Secretário da Fazenda, Carlos Martins, fez balanço positivo
O governo da Bahia apresentou um aumento significativo de receita no primeiro quadrimestre deste ano em relação ao mesmo período do ano passado. Entre janeiro e abril de 2008, o Estado arrecadou de ICMS R$3,57 bilhões contra R$2,93 bilhões de 2007 – um acréscimo de 20,85%. A receita de IPVA aumentou 31,5% e Imposto de Renda, 41,98%. Esses e outros dados foram apresentados na Assembléia Legislativa pelo secretário estadual da Fazenda, Carlos Martins.
A audiência pública com o secretário foi promovida pela Comissão de Finanças e Orçamento, presidida pelo deputado Arthur Maia (PMDB) e obedece a uma determinação constitucional que estabelece a obrigatoriedade do Poder Executivo de prestar contas ao Legislativo a cada quatro meses sobre o desempenho da execução orçamentária e financeira do Estado.
No encontro, o secretário informou que não só as receitas tributárias aumentaram como também as chamadas receitas correntes, originadas de transferências como o Fundo de Participação dos Estados (FPE), IPI, Salário Educação, além das transferências de convênios – essas últimas aumentaram 285% em relação a 2007. "Isso mostra que o argumento de que a Bahia estava sendo preterida pelo governo federal não tem sentido", afirmou o secretário.

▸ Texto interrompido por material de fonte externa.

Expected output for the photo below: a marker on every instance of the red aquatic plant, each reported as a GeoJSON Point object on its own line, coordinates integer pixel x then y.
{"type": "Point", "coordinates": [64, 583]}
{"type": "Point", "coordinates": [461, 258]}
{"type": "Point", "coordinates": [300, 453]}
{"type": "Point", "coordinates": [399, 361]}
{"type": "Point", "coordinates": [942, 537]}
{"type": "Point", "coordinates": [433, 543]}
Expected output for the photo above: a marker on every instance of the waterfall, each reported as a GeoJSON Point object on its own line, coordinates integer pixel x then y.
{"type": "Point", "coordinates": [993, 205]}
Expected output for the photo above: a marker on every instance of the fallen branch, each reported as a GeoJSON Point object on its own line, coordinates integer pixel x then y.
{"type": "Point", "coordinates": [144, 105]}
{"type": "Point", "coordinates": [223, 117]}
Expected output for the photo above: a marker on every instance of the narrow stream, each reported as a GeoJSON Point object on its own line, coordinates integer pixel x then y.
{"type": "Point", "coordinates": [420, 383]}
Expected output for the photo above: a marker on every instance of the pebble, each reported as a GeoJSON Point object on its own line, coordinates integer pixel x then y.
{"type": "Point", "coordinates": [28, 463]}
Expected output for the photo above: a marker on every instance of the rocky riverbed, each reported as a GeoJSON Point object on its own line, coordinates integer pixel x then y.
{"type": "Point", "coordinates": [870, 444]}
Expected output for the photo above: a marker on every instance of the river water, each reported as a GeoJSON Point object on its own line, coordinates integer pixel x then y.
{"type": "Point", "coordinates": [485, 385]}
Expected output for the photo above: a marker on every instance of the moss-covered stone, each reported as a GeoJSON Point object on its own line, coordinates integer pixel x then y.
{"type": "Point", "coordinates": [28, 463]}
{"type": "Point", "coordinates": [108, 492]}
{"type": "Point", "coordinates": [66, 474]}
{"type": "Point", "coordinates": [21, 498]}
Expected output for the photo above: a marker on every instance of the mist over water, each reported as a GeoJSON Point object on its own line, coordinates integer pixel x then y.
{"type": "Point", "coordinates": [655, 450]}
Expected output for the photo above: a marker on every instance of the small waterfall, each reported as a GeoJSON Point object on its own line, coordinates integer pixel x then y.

A exemplo das receitas, as despesas do Estado aumentaram. Sobretudo as chamadas despesas correntes, que incluem pagamento de pessoal e encargos sociais e pagamento de juros e encargos da dívida. O pagamento com pessoal, por exemplo, aumentou 15,99% em relação ao primeiro quadrimestre de 2007. Mas ainda representa 52% do total de despesas do Estado, estando abaixo do limite estabelecido pela Lei de Responsabilidade Fiscal (LRF).
Com um montante de R$1,02 bilhão, as despesas com manutenção do ensino também cresceram 16,5% em relação ao ano anterior. Segundo Carlos Martins, a Bahia já aplicou 24,34% da receita líquida com despesas com educação. "No decorrer do ano, com certeza ampliaremos essas despesas para mais de 25%", garantiu o secretário. Já na área de saúde, o governo gastou cerca de R$407 milhões, o que corresponde a 9,73% da receita líquida de impostos e transferências.
O superávit primário (a diferença entre receitas e despesas) do Estado no primeiro quadrimestre de 2008 foi de R$1,31 bilhão contra R$ 834 milhões. Através do resultado primário, demonstra-se o grau de autonomia do Estado para, utilizando receitas próprias e transferências constitucionais e legais, honrar os pagamentos de suas despesas e ainda gerar poupança para atender ao serviço da dívida.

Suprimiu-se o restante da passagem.